By utilizing the value based pricing model the financial risks move from the payers to the other stakeholders like providers in ACOs (Accountable Care Organizations), MNOs (Managed Care Organizations) and IDNs (Integrated Delivery Networks) and also to consumers. But at the end of the day it is healthcare providers that are responsible for improving the health of clients or risk facing financial repercussions.
A known fact is that by the year 2018, a certain regulatory body has mandated that it will be a requirement that half of all payments will be value-based which means that the health providers will be paid for healthy outcomes as opposed to being paid as a fee for service (which is the predominant model) that is a model where providers are paid based on how many services have been given.
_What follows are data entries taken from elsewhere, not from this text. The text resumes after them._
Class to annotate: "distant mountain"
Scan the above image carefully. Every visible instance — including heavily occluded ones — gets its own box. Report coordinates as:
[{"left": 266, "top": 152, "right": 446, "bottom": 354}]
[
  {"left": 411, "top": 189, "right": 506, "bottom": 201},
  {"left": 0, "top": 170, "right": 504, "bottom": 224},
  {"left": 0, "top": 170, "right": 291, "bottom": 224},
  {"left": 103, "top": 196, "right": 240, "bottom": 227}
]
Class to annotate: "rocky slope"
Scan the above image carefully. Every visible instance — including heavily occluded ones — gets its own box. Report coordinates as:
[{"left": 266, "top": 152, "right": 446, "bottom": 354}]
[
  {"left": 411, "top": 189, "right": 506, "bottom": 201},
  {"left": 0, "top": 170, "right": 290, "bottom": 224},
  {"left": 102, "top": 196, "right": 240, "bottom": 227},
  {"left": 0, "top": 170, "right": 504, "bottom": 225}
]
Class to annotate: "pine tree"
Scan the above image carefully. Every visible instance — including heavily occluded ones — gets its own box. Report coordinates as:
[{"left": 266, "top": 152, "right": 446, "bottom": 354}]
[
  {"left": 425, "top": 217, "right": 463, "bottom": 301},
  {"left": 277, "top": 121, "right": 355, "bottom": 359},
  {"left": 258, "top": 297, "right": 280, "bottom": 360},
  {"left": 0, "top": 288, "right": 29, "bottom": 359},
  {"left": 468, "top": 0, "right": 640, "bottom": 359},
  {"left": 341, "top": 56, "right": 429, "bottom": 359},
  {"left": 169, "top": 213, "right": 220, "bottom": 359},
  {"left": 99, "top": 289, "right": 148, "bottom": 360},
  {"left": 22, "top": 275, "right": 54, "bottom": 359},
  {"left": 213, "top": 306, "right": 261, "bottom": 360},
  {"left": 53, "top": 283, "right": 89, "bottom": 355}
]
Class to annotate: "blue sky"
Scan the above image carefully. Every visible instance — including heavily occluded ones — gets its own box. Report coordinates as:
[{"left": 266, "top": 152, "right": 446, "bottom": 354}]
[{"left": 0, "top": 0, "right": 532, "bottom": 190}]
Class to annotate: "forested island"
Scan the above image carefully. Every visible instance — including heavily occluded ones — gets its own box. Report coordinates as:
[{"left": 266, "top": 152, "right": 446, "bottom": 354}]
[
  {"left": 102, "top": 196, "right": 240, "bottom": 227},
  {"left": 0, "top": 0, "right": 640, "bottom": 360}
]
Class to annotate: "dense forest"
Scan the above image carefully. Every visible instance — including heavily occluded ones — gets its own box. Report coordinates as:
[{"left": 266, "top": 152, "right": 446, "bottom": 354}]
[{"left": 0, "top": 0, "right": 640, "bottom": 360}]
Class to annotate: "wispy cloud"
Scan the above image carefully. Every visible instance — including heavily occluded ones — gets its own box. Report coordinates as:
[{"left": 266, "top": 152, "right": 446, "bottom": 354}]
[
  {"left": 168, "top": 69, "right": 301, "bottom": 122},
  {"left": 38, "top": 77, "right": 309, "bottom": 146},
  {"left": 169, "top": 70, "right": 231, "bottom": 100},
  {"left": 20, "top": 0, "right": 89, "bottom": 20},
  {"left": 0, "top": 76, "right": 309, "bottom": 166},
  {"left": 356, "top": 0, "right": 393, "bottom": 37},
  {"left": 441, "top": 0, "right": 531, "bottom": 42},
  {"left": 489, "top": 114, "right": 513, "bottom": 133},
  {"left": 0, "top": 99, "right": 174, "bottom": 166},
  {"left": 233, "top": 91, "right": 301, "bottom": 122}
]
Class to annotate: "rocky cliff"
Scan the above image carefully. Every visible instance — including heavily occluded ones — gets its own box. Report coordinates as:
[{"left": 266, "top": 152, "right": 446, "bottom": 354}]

It is worth noting that according to a recent study most healthcare providers noted that value-based agreements make up only a tenth of their current mode of payment and this means that there is a lot of work that needs to be done.
There are so many ways to bridge this gap but most of the people in that study believed that the effort must come from the consumers whereby they need to take control of their health under the new health based model. These days more people are becoming empowered and knowledgeable in managing their health but there is some help needed to get there. One advantage is that there is a lot of common ground across various stakeholders on the need to improve the delivery of healthcare and this has had some impact.
One merit of the value based model is that it will optimize the use of resources since providers will move from a volume of care to an emphasis on quality of care and they will have to optimize their resources since they will be remunerated based on the health outcomes of their patient.
Most people feel that the current model, fee for service, does not create the right incentive to improve health and the move to a value based model will force some players that have been focused on reducing costs (by curtailing benefits) to move away from a transactional approach and adopt a focus on health outcomes with cost reductions being hinged on having healthier clients.